On Linux, when running in an unrestricted environment, the GC uses sysconf(SYSCONF_PAGES) * sysconf(_SC_PAGE_SIZE)
to evaluate the total memory consumption of the system (https://github.com/dotnet/coreclr/blob/master/src/pal/src/misc/sysinfo.cpp#L368).
SYSCONF_PAGES
is mapped on _SC_AVPHYS_PAGES
. Unfortunately, it counts the memory used by the page cache (which is automatically freed by the OS as needed), and therefore overestimates the system load.
$ free -h
total used free shared buff/cache available
Mem: 62G 26G 30G 1.5M 6.1G 35G
Swap: 0B 0B 0B
$ getconf _AVPHYS_PAGES
7968847
$ getconf PAGESIZE
4096
We can see here that _AVPHYS_PAGES * PAGESIZE is 32 GB, even though only 26 GB of resident memory is actually used. We've seen instances where the GC incorrectly concludes that more of 90% of the memory is used, and start doing blocking collections even though it shouldn't be needed.
/cc: @janvorli @Maoni0
Wow. Hope the fix for this can make 3.0.
@kevingosse the _SC_AVPHYS_PAGES represents number of available pages , not the number of used pages. The free
command above reported 30GB of free memory and _AVPHYS_PAGES * PAGESIZE from your numbers is 30GB, not 32. So the value we are using seems correct.
Since the used / free in your case is close to each other, I guess it has mislead you. Here is in example from my machine:
$free -h
total used free shared buff/cache available
Mem: 23G 3,4G 15G 5,0M 4,6G 19G
Swap: 23G 1,1G 22G
$ getconf _AVPHYS_PAGES
4074733
$ getconf PAGESIZE
4096
_AVPHYS_PAGES * PAGESIZE = 16690106368 B = 16298932 KB = 15917 MB = 15 GB
My point is that the "available" column should be used instead of the "free" column (reported by _AVPHYS_PAGES). A large part of the memory reported in "buff/cache" is automatically freed by the OS when needed, and therefore shouldn't be counted by the GC when evaluating the system load.
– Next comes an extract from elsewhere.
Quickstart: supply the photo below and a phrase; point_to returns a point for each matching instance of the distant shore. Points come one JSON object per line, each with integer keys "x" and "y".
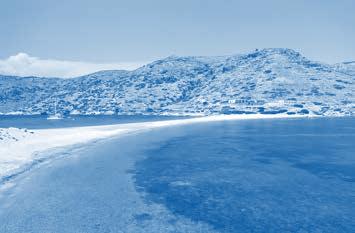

Ah, got it. It seems we would need to parse the /proc/meminfo
file to get the Buffers and Cached size then. I wonder if the Slab
should be included too. Based on a Redhat article (https://access.redhat.com/solutions/406773), the free reports buff/cache as a sum of Buffers, Cached and Slab from /proc/meminfo
.
In /proc/meminfo
, MemAvailable has been added precisely so that users wouldn't have to ask themselves this kind of questions: https://git.kernel.org/pub/scm/linux/kernel/git/torvalds/linux.git/commit/?id=34e431b0ae398fc54ea69ff85ec700722c9da773
I don't think it's available on RHEL6 though, so if it's still supported for .net core 3.0 you may need to add a fallback path where you manually compute the value.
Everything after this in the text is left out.